I’m a big fan of audit trails, though — so I would have built the system with each [Property] record containing a one-to-many linked-record field pointing to a [Statuses] table. Each [Statuses] record would contain such fields as {Date}, {Status}, {Notes} — whatever you need to track. Now, when a manager changes a property’s status, instead of modifying a cell value, he or she would click on the {Status} field to drill through to the [Statuses] table, create a new record, and update its values.

Here’s where it gets a little baroque…

In the [Property] record, create a field called {Current}, configured as a roll-up of {Statuses::Date} (that is, the {Date} field in the [Statuses] table), with an aggregation function of MAX(values). Complementarily, in the [Statuses] table define a {Current} lookup field retrieving the value of {Property::Current}.

Now, for any [Statuses] value you wish to display in a [Property] record, within the [Statuses] table define a {Current [whatever]} formula field using this formula:

'IF({Date}={Current},{[whatever]},BLANK())`

For instance, the formula for {Current Status} would be

IF({Date}={Current},{Status},BLANK()}

Finally (honest!), back in [Property] define a field to display the current value, as either a lookup or a rollup of {Statuses::Current [whatever]}. For instance, {Property::Status} might be a lookup of {Statuses::Current Status} or a rollup of {Statuses::Current Status} using a CONCATENATE(), ARRAYCOMPACT(), or ARRAYJOIN() aggregation function. (There are subtle differences in how each of these options returns the result. You may wish to experiment to find which best supports your application.)

With such an implementation, the ‘date last updated’ is baked in. What’s more, you now have [something of]* a record of who changed what when.

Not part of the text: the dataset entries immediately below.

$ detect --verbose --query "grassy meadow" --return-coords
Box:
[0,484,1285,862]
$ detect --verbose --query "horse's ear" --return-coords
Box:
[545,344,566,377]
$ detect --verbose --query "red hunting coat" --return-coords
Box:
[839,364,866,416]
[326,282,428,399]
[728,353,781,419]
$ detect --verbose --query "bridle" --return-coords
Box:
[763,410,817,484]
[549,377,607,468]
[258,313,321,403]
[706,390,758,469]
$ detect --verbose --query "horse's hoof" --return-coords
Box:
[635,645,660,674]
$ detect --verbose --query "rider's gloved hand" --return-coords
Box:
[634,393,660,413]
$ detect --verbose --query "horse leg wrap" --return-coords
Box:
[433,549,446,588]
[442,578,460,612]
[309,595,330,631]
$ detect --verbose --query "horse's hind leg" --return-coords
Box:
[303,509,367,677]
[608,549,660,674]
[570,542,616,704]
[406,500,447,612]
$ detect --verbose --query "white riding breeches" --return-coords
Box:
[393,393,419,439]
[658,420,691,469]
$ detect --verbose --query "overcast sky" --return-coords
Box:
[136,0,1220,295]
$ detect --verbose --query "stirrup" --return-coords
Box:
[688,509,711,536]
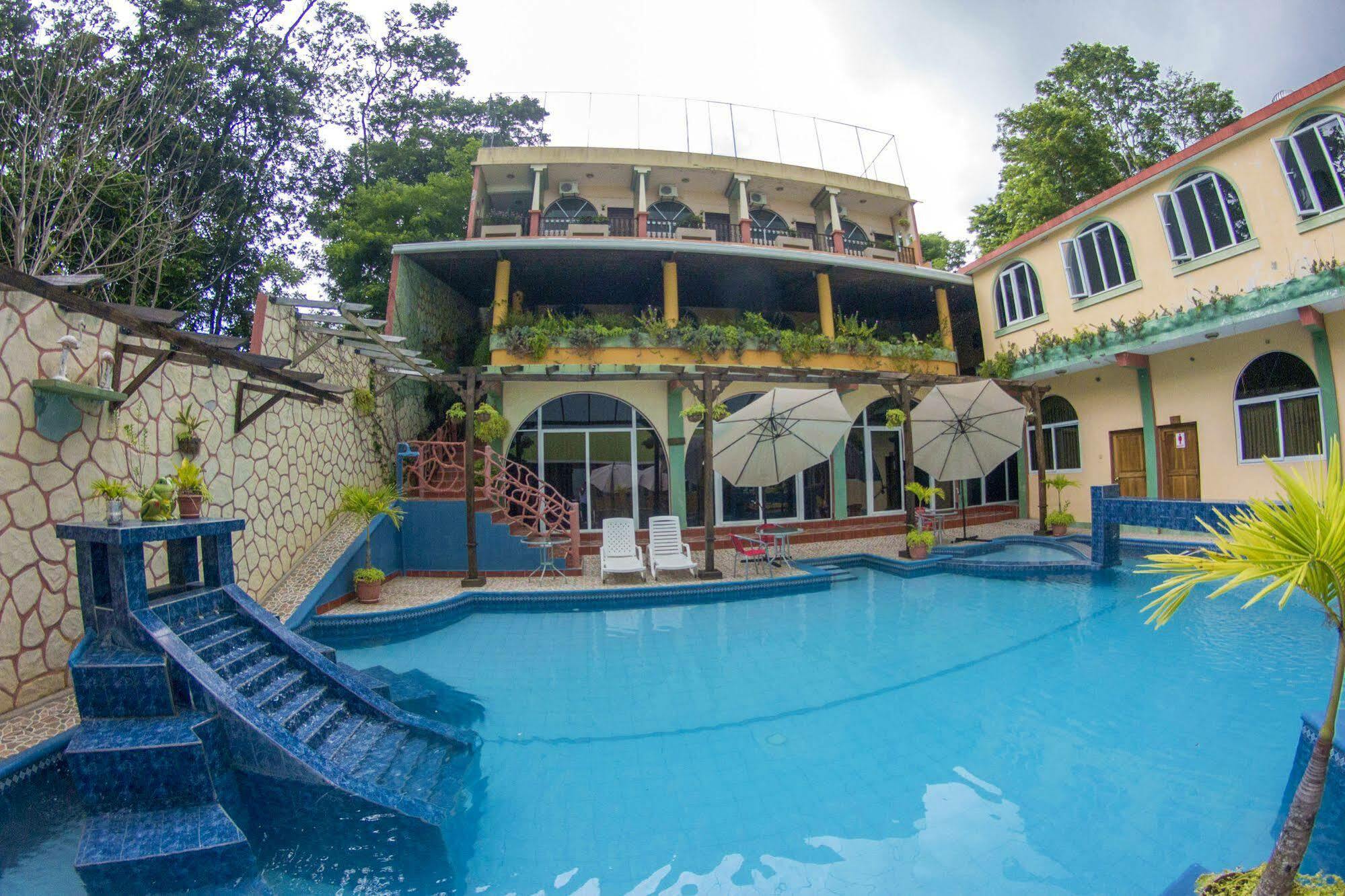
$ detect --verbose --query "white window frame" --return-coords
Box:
[1154,171,1245,262]
[1027,417,1081,474]
[1271,112,1345,218]
[1233,386,1326,464]
[995,261,1042,328]
[1060,221,1135,300]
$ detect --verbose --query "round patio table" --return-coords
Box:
[756,525,803,569]
[523,535,567,578]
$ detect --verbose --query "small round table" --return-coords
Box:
[756,526,803,569]
[523,535,565,578]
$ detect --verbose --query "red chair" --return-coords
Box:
[729,535,773,576]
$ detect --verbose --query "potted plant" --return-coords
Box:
[172,457,210,519]
[906,529,933,560]
[682,401,730,424]
[140,476,175,522]
[174,401,206,457]
[89,479,131,526]
[332,486,406,604]
[1046,474,1079,535]
[1046,502,1075,538]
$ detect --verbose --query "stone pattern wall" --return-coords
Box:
[0,291,427,713]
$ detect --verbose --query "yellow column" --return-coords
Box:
[663,261,676,327]
[491,258,509,327]
[933,287,952,348]
[817,272,836,339]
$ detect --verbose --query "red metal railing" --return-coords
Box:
[402,429,580,566]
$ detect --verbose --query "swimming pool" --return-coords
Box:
[3,554,1333,893]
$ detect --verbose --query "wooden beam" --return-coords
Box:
[0,264,333,398]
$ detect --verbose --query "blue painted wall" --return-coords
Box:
[289,500,564,627]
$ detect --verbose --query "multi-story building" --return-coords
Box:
[963,69,1345,519]
[389,104,1018,530]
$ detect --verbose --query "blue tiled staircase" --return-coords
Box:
[58,521,479,892]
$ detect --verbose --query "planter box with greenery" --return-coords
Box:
[331,486,406,604]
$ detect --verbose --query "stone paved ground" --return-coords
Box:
[0,519,1221,759]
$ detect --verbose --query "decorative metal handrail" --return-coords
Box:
[404,424,580,566]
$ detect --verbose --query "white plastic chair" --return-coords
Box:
[599,517,645,583]
[650,517,695,581]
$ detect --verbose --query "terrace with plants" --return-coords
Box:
[490,308,956,373]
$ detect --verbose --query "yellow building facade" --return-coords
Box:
[963,69,1345,519]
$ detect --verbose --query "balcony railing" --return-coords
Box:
[472,211,917,265]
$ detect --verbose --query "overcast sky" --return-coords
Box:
[425,0,1345,245]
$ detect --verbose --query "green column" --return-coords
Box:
[1135,367,1158,498]
[1307,327,1341,453]
[669,389,686,526]
[831,435,850,519]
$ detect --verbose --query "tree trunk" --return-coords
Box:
[1253,627,1345,896]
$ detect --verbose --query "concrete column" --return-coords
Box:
[669,387,687,526]
[491,258,509,327]
[831,439,850,519]
[467,165,482,239]
[1298,305,1341,453]
[815,270,836,339]
[933,287,952,348]
[663,261,678,327]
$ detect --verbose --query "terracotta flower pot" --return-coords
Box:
[178,492,201,519]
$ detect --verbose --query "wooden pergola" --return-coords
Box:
[425,365,1049,587]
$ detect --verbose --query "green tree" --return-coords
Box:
[920,230,967,270]
[970,43,1241,252]
[1139,437,1345,896]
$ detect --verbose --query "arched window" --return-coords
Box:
[748,209,789,242]
[647,199,691,237]
[827,218,873,256]
[542,196,597,223]
[1060,221,1135,299]
[1027,396,1084,472]
[1155,171,1252,261]
[995,261,1041,327]
[509,391,669,529]
[1233,351,1323,461]
[1275,112,1345,218]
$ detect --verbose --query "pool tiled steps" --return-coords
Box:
[67,585,479,892]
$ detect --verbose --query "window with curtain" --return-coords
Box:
[1233,351,1325,461]
[1275,112,1345,218]
[1027,396,1084,472]
[1060,221,1135,299]
[995,261,1041,327]
[1154,171,1252,261]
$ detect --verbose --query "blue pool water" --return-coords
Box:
[0,569,1333,896]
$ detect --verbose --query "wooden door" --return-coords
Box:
[1111,429,1146,498]
[1158,422,1200,500]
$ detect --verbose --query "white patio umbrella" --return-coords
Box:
[713,389,854,486]
[910,379,1026,539]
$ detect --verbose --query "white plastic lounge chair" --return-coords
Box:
[599,517,645,583]
[650,517,695,581]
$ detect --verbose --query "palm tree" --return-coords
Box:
[1139,437,1345,896]
[331,486,406,569]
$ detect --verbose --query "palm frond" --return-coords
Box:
[1138,439,1345,626]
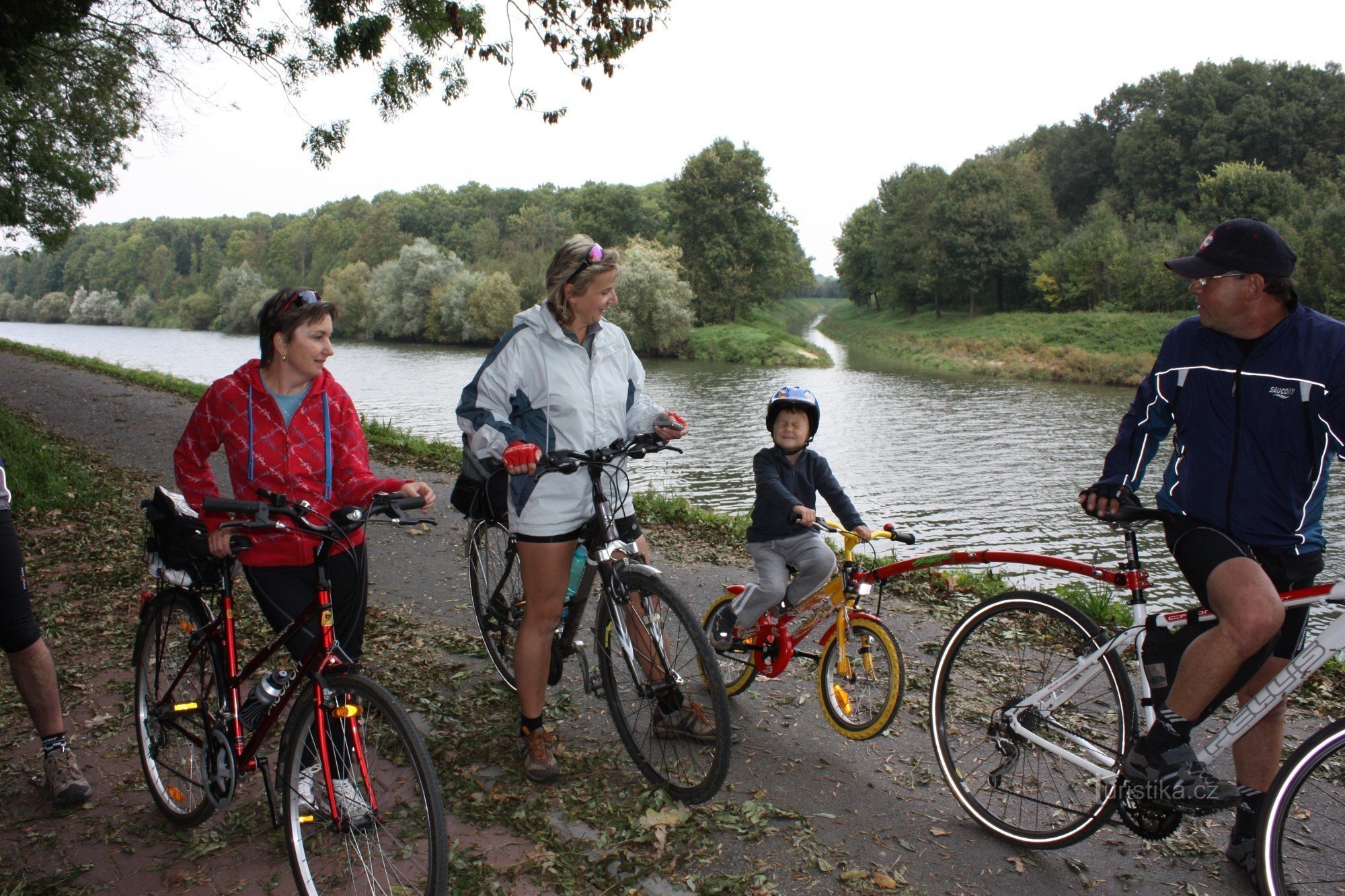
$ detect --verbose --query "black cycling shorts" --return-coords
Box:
[514,514,644,545]
[243,545,369,662]
[1163,516,1325,659]
[0,507,42,654]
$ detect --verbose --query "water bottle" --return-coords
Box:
[561,545,588,620]
[238,669,289,731]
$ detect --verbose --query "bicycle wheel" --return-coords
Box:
[818,619,907,740]
[133,588,226,827]
[468,522,523,690]
[929,591,1135,849]
[703,594,757,697]
[278,674,448,893]
[1256,719,1345,896]
[596,571,732,803]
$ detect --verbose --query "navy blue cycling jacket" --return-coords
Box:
[1099,305,1345,553]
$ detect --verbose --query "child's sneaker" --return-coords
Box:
[42,747,93,807]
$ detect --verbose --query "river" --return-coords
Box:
[0,313,1345,595]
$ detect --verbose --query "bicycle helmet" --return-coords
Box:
[765,386,822,444]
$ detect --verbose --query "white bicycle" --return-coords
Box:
[929,509,1345,896]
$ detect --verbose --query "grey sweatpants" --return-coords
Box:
[732,532,837,626]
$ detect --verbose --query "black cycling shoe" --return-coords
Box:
[710,606,738,650]
[1224,837,1298,896]
[1120,737,1241,815]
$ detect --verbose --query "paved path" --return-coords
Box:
[0,352,1280,893]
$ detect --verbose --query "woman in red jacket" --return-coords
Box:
[174,289,434,659]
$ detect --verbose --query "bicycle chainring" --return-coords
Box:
[1116,776,1182,840]
[202,727,238,809]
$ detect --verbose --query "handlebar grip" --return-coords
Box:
[200,498,266,514]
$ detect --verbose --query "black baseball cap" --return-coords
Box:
[1163,218,1298,280]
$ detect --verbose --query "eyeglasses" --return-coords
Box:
[1194,273,1251,289]
[280,289,323,313]
[565,242,603,282]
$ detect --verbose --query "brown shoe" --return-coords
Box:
[654,700,714,744]
[518,728,561,784]
[42,748,90,807]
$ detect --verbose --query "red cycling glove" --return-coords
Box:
[504,441,538,467]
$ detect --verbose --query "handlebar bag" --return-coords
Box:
[448,438,508,524]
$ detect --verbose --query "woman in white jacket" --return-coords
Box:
[457,234,713,782]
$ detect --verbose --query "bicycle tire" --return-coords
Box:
[1256,719,1345,896]
[132,588,226,827]
[468,522,523,690]
[929,591,1135,849]
[818,619,907,740]
[277,674,448,895]
[596,571,733,803]
[702,592,757,697]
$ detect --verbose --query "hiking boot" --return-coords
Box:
[654,700,714,744]
[518,728,561,784]
[1120,737,1241,815]
[42,747,91,807]
[1224,837,1298,896]
[710,604,738,650]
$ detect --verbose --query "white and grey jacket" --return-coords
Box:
[457,304,663,536]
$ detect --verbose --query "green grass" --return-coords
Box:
[819,302,1186,386]
[687,298,833,367]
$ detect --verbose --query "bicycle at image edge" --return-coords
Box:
[925,509,1345,896]
[703,521,916,740]
[134,490,448,895]
[467,433,732,803]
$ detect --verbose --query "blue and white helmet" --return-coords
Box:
[765,386,822,441]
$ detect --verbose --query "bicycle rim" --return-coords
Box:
[280,676,448,895]
[818,619,905,740]
[1258,720,1345,896]
[929,592,1135,849]
[702,594,757,697]
[468,522,523,690]
[597,572,732,803]
[134,589,225,827]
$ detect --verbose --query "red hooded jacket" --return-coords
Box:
[172,358,409,567]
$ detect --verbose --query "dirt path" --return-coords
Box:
[0,352,1302,893]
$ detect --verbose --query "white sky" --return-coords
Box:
[85,0,1345,274]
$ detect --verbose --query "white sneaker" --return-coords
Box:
[295,766,369,822]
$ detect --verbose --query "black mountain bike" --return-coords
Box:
[468,433,732,803]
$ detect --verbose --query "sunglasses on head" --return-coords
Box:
[280,289,323,313]
[565,242,603,282]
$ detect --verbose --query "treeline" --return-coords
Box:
[0,140,822,354]
[835,59,1345,315]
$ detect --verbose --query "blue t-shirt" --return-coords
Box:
[264,380,313,429]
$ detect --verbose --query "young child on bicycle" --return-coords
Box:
[710,386,870,650]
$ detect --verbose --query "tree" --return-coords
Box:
[463,272,521,344]
[668,137,812,324]
[607,237,693,355]
[0,0,670,249]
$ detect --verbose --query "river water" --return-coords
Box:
[0,323,1345,596]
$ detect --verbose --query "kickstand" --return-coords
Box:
[257,756,284,827]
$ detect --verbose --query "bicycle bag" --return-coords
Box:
[448,437,508,524]
[1141,611,1275,724]
[140,486,222,588]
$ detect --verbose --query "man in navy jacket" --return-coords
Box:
[1079,218,1345,872]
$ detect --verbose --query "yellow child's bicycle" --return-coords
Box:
[703,520,916,740]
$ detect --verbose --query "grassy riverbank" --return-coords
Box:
[687,298,834,367]
[819,302,1188,386]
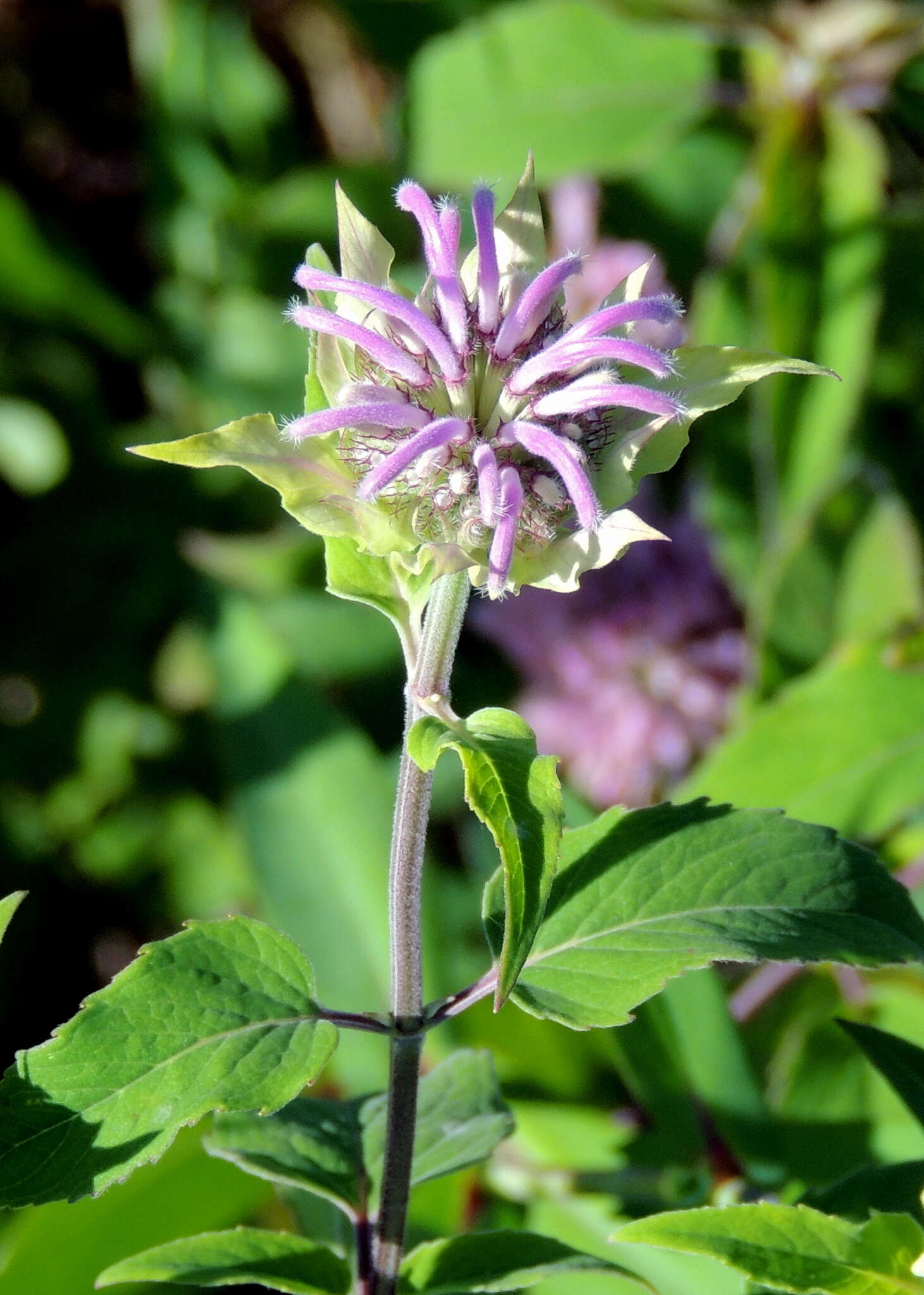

I know my description makes this seem a real dog’s breakfast, but it is much easier to implement than describe. Take a look at this post and the demonstration table linked in the fourth reply.

Again, not a solution, if you’re simply having managers overwrite a field’s value, and certainly not a replacement for the much-needed ‘last updated date’ Airtable field; instead, it’s an example of how one can achieve better-than-equivalent functionality with a little restruturing of the base.